Process-Oriented Design

101 Things I Learned In Architecture SchoolThere’s a wonderful little book by Architect Matthew Frederick called “101 Things I Learned in Architecture School” that is chock-full of great design advice, not just for Architects, but for anyone designing space.

Here is #29:
Being process-oriented, not product-driven, is the most important and difficult skill for a designer to develop.

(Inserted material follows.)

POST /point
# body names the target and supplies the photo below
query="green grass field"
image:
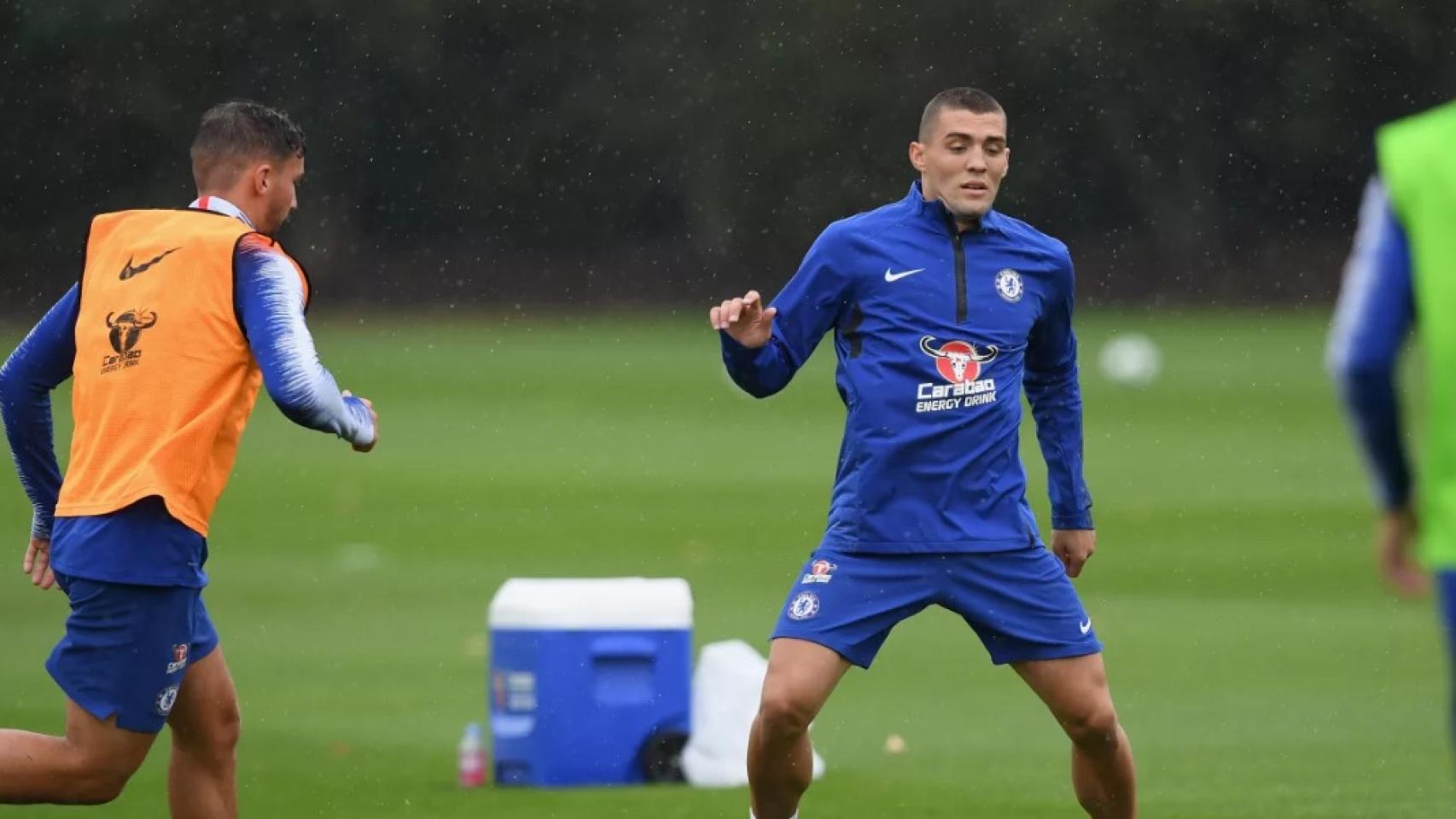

Being process-oriented means:
1. seeking to understand a design problem before chasing after solutions;
2. not force-fitting solutions to old problems onto new problems;
3. removing yourself from prideful investment in your projects and being slow to fall in love with your ideas;
4. making design investigations and decisions holistically (that address several aspects of a design problem at once) rather than sequentially (that finalize one aspect of a solution before investigating the next);
5. making design decisions conditionally – that is, with the awareness that they may or may not work out as you continue toward a final solution;
6. knowing when to change and when to stick with previous decisions;
7. accepting as normal the anxiety that comes from not knowing what to do;
8. working fluidly between concept-scale and detail-scale to see how each informs the other;
9. always asking “What if…?” regardless of how satisfied you are with your solution.

2 thoughts on “Process-Oriented Design

  1. I have this book and go back to it every time I wish to make a decision, no matter if it is architecture related or not. He made some great points that apply to life itself.

    1. Absolutely! It is definitely filled with little gems that we can take to heart about all sorts of aspects of our lives. For instance: #86 “Manage your ego.” Who doesn’t need to be reminded of that occasionally?